Nota do Grupo de Trabalho do PCP para as Questões das Toxicodependências e do Narcotráfico

Sobre os problemas da toxicodependência e a necessidade de medidas de emergência para os enfrentar

Assinala-se, amanhã o Dia Internacional das Nações Unidas Contra o Tráfico Ilícito e o Abuso de Drogas e, nesta oportunidade, afigura-se-nos indispensável avaliar a situação existente no nosso país e as medidas para a enfrentar.

Uma situação preocupante, uma política de insensibilidade

1. A toxicodependência tem raízes numa sociedade baseada na exploração, no lucro e no sucesso sem princípios, uma sociedade doente, geradora de toxicodependência, cuja organização é cada vez mais nociva para milhões de pessoas. Os problemas daí resultantes atingiram uma dimensão que se reflecte na situação dramática de muitas dezenas de milhar de toxicodependentes e suas famílias, na expansão de drogas já conhecidas, na generalização de novas drogas, na proliferação de autênticos santuários de tráfico e degradação humana, num elevado numero de mortes e em problemas de criminalidade associada.

Vivemos uma situação preocupante que coloca importantes interrogações com que confrontamos o governo e para as quais chamamos à atenção do povo português.

Porque é que não foi feito qualquer estudo epidemiológico consequente sobre a dimensão do fenómeno da droga em Portugal à excepção de estudos parciais em meio escolar?

Porque é que o Observatório Vida não tem tido condições para fornecer dados e estudos nacionais minimamente significativos?

Porque é que o relatório anual que a "lei da droga" obriga o governo a apresentar à Assembleia da República até ao dia 31 de Março, ainda não foi apresentado?

Porque é que a resposta nacional à toxicodependência está pelo menos com 10 anos de atraso em relação às necessidades sentidas permitindo o agravamento progressivo do problema?

Porque é que a prevenção primária tem sido deixada ao acaso e não tem havido qualquer planificação e coordenação das acções e avaliação dos seus resultados?

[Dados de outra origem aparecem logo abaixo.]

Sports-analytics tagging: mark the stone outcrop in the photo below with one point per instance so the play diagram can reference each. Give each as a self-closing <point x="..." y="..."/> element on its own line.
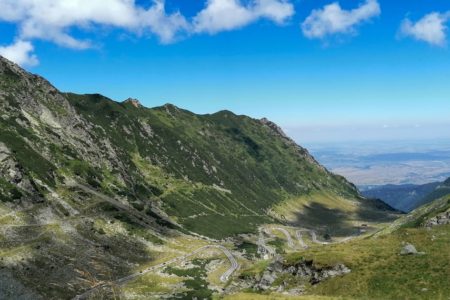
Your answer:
<point x="304" y="270"/>
<point x="440" y="219"/>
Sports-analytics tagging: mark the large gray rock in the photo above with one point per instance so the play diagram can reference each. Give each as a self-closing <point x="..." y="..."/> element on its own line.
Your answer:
<point x="408" y="249"/>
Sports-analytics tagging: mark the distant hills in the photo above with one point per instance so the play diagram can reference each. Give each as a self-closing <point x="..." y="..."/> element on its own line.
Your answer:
<point x="408" y="197"/>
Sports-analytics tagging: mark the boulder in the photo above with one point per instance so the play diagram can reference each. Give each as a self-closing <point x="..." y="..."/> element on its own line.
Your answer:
<point x="408" y="249"/>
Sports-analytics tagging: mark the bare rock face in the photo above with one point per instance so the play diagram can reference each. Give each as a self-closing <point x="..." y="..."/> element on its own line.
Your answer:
<point x="303" y="270"/>
<point x="134" y="102"/>
<point x="440" y="219"/>
<point x="409" y="249"/>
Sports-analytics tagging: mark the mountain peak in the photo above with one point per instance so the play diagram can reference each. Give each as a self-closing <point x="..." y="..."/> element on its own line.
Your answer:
<point x="134" y="102"/>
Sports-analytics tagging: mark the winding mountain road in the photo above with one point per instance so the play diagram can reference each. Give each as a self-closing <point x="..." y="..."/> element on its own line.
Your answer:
<point x="299" y="235"/>
<point x="288" y="236"/>
<point x="224" y="278"/>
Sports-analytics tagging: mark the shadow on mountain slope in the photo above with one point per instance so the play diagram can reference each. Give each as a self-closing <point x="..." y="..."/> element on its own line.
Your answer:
<point x="318" y="217"/>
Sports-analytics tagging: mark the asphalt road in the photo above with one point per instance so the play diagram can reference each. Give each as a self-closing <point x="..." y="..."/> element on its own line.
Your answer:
<point x="288" y="236"/>
<point x="224" y="278"/>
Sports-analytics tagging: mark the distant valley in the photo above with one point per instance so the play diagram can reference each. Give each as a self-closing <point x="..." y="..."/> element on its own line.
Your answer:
<point x="390" y="162"/>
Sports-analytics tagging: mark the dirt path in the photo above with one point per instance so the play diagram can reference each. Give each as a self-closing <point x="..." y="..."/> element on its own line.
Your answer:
<point x="224" y="278"/>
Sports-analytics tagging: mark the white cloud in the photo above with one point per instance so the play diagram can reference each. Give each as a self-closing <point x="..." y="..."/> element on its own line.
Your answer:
<point x="332" y="19"/>
<point x="431" y="28"/>
<point x="56" y="20"/>
<point x="223" y="15"/>
<point x="21" y="52"/>
<point x="52" y="20"/>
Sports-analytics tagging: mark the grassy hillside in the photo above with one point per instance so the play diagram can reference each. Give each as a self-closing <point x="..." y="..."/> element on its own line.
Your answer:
<point x="404" y="197"/>
<point x="92" y="190"/>
<point x="216" y="175"/>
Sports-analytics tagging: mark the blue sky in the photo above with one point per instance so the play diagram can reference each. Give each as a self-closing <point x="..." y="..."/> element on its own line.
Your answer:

Porque é que o Estado se desresponsabiliza no tratamento de toxicodependentes, obrigando aqueles que se querem tratar a esperar 3 e 6 meses por uma primeira consulta ou empurrando-os para estruturas privadas contribuindo para o desenvolvimento de um autêntico negócio à custa dos toxicodependentes e das suas famílias?

Porque é que as camas em instituições públicas para tratamento prolongado, (comunidades terapêuticas), não ultrapassam as 60 para um universo que alguns especialistas calculam em mais de 100.000 toxicodependentes?

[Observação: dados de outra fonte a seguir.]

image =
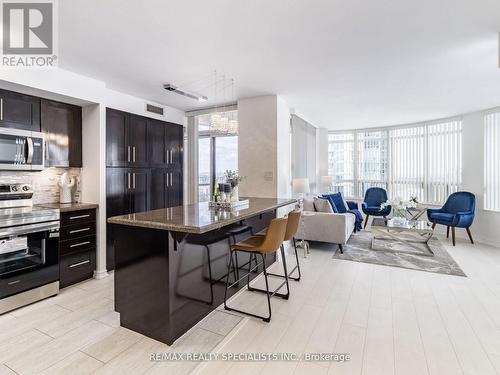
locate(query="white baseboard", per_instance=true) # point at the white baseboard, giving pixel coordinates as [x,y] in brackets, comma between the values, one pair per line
[100,274]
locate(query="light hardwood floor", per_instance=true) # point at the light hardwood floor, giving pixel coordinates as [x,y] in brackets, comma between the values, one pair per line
[390,320]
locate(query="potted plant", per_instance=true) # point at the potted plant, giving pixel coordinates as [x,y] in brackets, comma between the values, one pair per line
[400,209]
[234,180]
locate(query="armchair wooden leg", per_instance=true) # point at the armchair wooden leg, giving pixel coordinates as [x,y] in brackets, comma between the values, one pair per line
[470,235]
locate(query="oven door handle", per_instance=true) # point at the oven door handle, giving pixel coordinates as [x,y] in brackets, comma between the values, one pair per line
[26,229]
[29,159]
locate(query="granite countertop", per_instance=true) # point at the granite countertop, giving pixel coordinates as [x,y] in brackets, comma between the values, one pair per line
[69,207]
[198,217]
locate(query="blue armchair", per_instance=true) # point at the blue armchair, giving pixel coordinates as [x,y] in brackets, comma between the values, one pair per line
[374,197]
[457,212]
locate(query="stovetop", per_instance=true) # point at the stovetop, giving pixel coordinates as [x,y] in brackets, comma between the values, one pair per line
[27,215]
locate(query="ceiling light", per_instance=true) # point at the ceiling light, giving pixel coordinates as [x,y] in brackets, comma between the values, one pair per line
[192,95]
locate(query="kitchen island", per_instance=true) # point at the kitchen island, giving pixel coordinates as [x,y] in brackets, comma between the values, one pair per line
[171,264]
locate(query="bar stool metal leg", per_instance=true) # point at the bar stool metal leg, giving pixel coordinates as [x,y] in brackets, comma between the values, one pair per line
[226,307]
[275,293]
[297,267]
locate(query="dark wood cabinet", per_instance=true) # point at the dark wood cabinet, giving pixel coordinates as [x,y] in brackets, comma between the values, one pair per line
[62,125]
[165,144]
[127,191]
[19,111]
[156,144]
[175,192]
[77,246]
[166,188]
[139,190]
[126,140]
[144,160]
[117,148]
[138,141]
[175,145]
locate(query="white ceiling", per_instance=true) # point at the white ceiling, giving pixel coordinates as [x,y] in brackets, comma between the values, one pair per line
[341,64]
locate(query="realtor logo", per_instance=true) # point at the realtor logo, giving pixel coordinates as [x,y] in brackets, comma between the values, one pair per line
[28,33]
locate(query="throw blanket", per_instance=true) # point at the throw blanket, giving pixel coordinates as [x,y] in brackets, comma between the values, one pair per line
[359,219]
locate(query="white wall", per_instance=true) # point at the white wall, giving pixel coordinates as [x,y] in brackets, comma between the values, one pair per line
[94,97]
[321,157]
[264,148]
[257,146]
[284,151]
[487,223]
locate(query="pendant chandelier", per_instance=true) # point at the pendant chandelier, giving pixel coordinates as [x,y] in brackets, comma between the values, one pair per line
[222,121]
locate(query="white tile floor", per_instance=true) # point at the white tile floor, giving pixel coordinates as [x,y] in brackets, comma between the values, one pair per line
[390,320]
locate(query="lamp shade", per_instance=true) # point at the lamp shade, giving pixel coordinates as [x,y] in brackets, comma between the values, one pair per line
[300,185]
[326,180]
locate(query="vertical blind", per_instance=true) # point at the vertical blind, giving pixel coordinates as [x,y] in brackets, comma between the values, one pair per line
[423,161]
[303,150]
[492,161]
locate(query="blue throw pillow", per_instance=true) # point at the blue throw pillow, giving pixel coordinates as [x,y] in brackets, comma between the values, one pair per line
[338,202]
[329,198]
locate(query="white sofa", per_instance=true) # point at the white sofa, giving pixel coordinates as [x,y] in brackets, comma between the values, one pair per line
[325,227]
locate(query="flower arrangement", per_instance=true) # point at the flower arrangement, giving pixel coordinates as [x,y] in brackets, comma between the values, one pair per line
[400,207]
[233,178]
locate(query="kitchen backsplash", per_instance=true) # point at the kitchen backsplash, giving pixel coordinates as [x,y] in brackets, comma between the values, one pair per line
[44,183]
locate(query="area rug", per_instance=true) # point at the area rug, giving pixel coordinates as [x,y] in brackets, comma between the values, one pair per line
[358,249]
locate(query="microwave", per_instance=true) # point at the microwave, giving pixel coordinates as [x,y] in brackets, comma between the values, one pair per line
[21,150]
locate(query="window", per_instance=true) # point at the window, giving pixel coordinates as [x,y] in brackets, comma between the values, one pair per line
[492,161]
[217,153]
[372,160]
[420,160]
[341,162]
[204,169]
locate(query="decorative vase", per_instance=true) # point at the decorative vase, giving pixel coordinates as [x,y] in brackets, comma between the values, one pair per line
[399,216]
[235,197]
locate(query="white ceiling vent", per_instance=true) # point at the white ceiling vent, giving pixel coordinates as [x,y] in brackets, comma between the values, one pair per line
[157,110]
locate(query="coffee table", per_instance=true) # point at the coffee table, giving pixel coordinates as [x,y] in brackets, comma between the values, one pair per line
[410,234]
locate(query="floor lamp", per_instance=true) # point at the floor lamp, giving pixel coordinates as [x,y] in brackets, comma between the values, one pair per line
[300,186]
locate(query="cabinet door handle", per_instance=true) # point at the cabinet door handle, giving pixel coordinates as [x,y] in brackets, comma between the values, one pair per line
[79,230]
[79,217]
[80,244]
[79,264]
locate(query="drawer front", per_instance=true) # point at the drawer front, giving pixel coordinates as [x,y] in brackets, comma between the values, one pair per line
[26,281]
[77,244]
[77,217]
[76,267]
[75,231]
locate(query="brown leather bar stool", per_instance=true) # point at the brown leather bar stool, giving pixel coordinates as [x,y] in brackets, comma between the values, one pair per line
[261,245]
[292,227]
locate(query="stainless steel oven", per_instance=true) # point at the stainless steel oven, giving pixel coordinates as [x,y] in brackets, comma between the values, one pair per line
[29,249]
[21,150]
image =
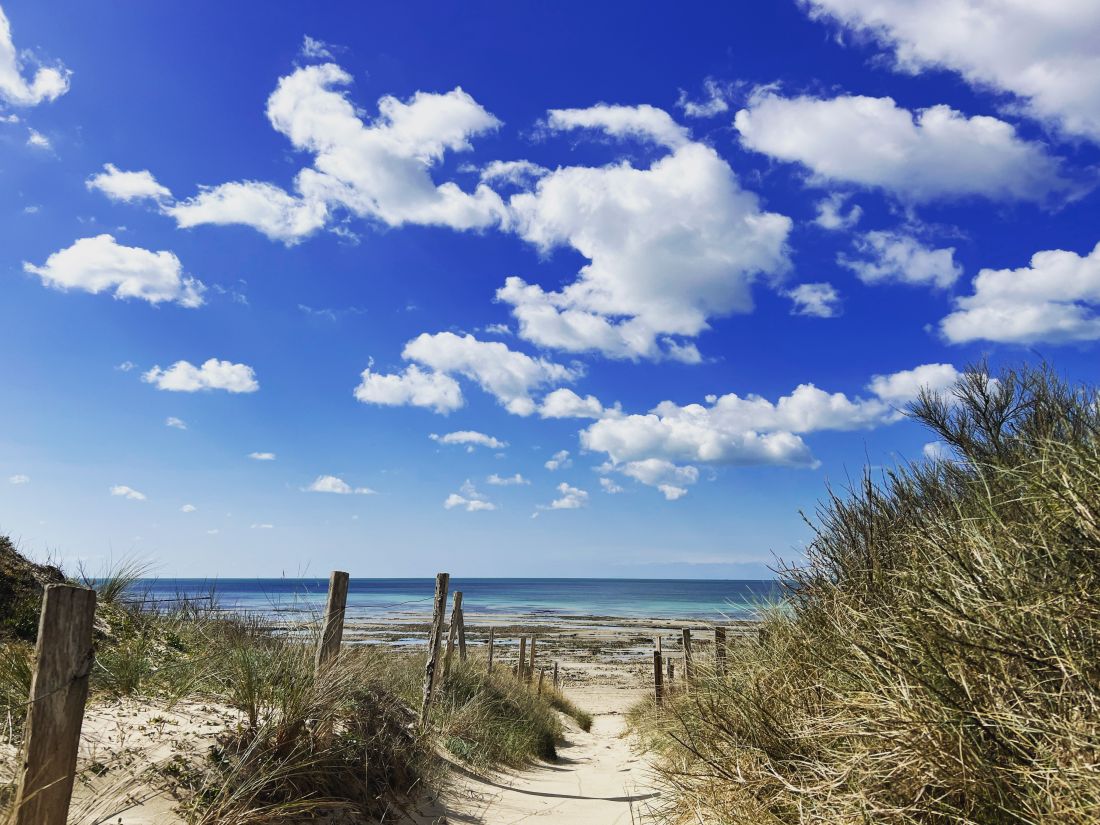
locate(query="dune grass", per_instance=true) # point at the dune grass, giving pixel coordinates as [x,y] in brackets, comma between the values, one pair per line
[938,656]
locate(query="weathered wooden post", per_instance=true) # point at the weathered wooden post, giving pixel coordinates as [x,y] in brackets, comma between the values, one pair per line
[689,670]
[435,639]
[328,645]
[452,631]
[719,651]
[63,659]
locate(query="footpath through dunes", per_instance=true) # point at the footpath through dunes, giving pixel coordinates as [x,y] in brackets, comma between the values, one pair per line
[598,778]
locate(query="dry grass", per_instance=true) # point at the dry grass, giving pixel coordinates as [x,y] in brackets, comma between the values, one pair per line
[938,656]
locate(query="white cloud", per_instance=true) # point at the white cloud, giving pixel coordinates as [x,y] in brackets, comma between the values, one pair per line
[413,387]
[559,461]
[100,264]
[831,212]
[935,153]
[377,169]
[816,300]
[564,403]
[334,484]
[507,480]
[1044,53]
[892,256]
[471,438]
[1054,299]
[50,83]
[469,498]
[669,246]
[128,186]
[124,492]
[185,377]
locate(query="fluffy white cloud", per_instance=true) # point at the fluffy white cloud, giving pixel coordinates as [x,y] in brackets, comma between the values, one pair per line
[128,186]
[669,246]
[468,498]
[937,153]
[378,169]
[507,481]
[100,264]
[892,256]
[185,377]
[1044,53]
[410,387]
[124,492]
[559,461]
[48,83]
[816,300]
[1054,299]
[472,438]
[338,485]
[662,448]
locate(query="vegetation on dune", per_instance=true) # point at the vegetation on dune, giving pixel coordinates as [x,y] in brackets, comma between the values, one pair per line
[938,659]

Porque é que constituindo os reclusos toxicodependentes cerca de 40% da população prisional, isto é cerca de 5000, apenas existem três alas destinadas ao tratamento que envolvem escassas dezenas de presos?

Porque é que não há "casas de saída" e não há programas credíveis de reinserção social de ex-toxicodependentes?

Porque é que são lentas e escassas as medidas de coordenação da investigação no combate ao tráfico e persistem debilidades enormes de meios técnicos e no dispositivo das forças de segurança?

Porque é que a investigação do branqueamento de capitais tem sido escassamente dotada de meios e só agora o primeiro caso está em julgamento?

São algumas questões a que muitas outras se poderiam suceder.

Na prática não houve e não há uma verdadeira acção de prevenção da toxicodependência e de combate ao tráfico de droga, com a vontade política e os meios correspondentes à extraordinária gravidade que estes problemas atingiram.

As perguntas que fazemos são uma acusação àqueles que privilegiam a propaganda, os dias "D", a mediatização para factos políticos, manifestando depois na prática uma insensibilidade intolerável para com centenas de milhar de pessoas, para com o conjunto da sociedade portuguesa que sofre as consequências deste flagelo, uma insensibilidade que não pode continuar.

Um debate viciado

2. Os últimos dias têm sido férteis em abordagens da toxicodependência, que em muitos casos, têm como nota dominante a demagogia, o conformismo e a resignação.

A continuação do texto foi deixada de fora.